We use Thrift c++ client library (0.7/0.8) to communicate with Apache Cassandra (1.0), and we need to frequently get intensive data from Cassandra. The type of data got has the following definition(multiget_slice):
std::map<std::string, std::vector<ColumnOrSuperColumn> >, where ColumnOrSuperColumn is a struct composed of several std::map with std::string keys.
Supose we have 1M data, and each time we got 1k, it means 1k records will exist in such struct as "std::map<std::string, std::vector<ColumnOrSuperColumn> >", then we need to call thrift RPC 1K times. While we destroy the above object of "std::map<std::string, std::vector<ColumnOrSuperColumn> >" immediately after the RPC, which means we do nothing but just perform the RPC operation. During that period, we found that the memory consumption keeps growing, evenif we attach jemalloc to the process for memory defragmentation.

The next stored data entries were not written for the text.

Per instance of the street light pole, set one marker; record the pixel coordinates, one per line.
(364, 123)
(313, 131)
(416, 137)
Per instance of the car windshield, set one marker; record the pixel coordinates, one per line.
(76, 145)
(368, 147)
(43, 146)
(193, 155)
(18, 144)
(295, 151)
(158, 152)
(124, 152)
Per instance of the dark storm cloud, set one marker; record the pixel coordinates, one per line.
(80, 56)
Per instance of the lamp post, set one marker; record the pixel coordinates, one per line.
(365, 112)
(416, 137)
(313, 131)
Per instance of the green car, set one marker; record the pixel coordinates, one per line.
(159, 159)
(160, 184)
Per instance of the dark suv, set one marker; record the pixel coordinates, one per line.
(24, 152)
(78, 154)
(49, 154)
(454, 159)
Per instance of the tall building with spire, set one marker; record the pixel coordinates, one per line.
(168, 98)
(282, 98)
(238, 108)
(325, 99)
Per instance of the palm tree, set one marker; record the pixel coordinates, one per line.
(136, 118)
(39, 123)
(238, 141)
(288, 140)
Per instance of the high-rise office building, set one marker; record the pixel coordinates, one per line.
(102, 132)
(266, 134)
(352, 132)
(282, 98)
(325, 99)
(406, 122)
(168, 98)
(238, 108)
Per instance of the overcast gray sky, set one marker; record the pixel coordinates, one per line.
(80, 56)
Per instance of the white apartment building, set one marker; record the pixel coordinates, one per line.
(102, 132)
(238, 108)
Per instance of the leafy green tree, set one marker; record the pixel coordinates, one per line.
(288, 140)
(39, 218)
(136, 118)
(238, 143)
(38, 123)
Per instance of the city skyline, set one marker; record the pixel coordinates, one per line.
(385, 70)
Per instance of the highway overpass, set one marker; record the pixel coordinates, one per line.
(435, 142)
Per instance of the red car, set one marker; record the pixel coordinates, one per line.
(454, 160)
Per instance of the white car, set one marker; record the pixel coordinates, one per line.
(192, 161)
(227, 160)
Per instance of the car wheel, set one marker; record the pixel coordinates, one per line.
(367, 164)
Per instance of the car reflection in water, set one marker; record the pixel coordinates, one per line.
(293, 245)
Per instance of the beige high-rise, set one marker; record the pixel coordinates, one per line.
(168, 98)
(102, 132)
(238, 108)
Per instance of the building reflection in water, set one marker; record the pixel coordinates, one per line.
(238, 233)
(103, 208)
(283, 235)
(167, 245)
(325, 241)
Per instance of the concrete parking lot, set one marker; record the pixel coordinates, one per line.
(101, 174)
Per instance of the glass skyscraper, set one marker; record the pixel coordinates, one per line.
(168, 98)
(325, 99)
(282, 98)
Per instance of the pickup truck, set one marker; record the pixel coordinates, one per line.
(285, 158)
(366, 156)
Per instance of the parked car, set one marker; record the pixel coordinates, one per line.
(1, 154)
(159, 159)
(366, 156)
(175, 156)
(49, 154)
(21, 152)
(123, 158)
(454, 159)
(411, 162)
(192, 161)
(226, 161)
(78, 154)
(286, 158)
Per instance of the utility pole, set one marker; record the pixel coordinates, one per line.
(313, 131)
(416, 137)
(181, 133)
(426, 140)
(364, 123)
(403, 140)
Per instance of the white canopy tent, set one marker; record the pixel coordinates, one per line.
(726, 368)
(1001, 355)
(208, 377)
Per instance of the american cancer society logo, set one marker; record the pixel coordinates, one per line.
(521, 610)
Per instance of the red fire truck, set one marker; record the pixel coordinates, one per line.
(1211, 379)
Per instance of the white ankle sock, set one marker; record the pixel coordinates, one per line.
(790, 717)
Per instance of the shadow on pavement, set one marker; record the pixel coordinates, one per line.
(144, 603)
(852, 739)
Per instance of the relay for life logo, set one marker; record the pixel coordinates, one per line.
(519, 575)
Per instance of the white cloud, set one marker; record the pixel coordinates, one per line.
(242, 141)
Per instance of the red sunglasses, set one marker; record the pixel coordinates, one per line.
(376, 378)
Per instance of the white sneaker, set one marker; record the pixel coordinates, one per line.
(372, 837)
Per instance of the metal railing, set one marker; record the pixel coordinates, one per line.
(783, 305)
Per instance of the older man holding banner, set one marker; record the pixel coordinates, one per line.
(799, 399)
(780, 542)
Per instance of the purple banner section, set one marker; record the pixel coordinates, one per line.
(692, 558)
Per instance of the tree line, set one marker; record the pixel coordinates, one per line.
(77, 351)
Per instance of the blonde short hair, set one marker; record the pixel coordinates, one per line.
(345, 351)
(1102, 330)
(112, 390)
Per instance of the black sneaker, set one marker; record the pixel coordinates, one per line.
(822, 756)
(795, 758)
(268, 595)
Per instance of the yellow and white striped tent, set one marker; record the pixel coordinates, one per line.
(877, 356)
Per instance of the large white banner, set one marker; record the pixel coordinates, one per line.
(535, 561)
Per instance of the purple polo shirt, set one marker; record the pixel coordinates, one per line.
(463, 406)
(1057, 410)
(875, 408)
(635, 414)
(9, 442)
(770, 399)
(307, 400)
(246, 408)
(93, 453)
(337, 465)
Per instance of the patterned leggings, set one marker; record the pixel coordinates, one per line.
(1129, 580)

No matter how we tune the batch size, say the above 1k, ranging from 10 to 20k, the memory fragmentation keeps a high percentage, it means given more data, say 10M, just such RPC operation will eat up the memory: In fact, our process was killed by OS due to too much memory consumption.
We believe that the current design of memory usage of Thrift cpp client has caused too much memory fragmentation and the issue appears to be more serious given more data as well as more complicated struct as defined in Cassandra.
I suggest to provide memory pool for Thrift cpp library.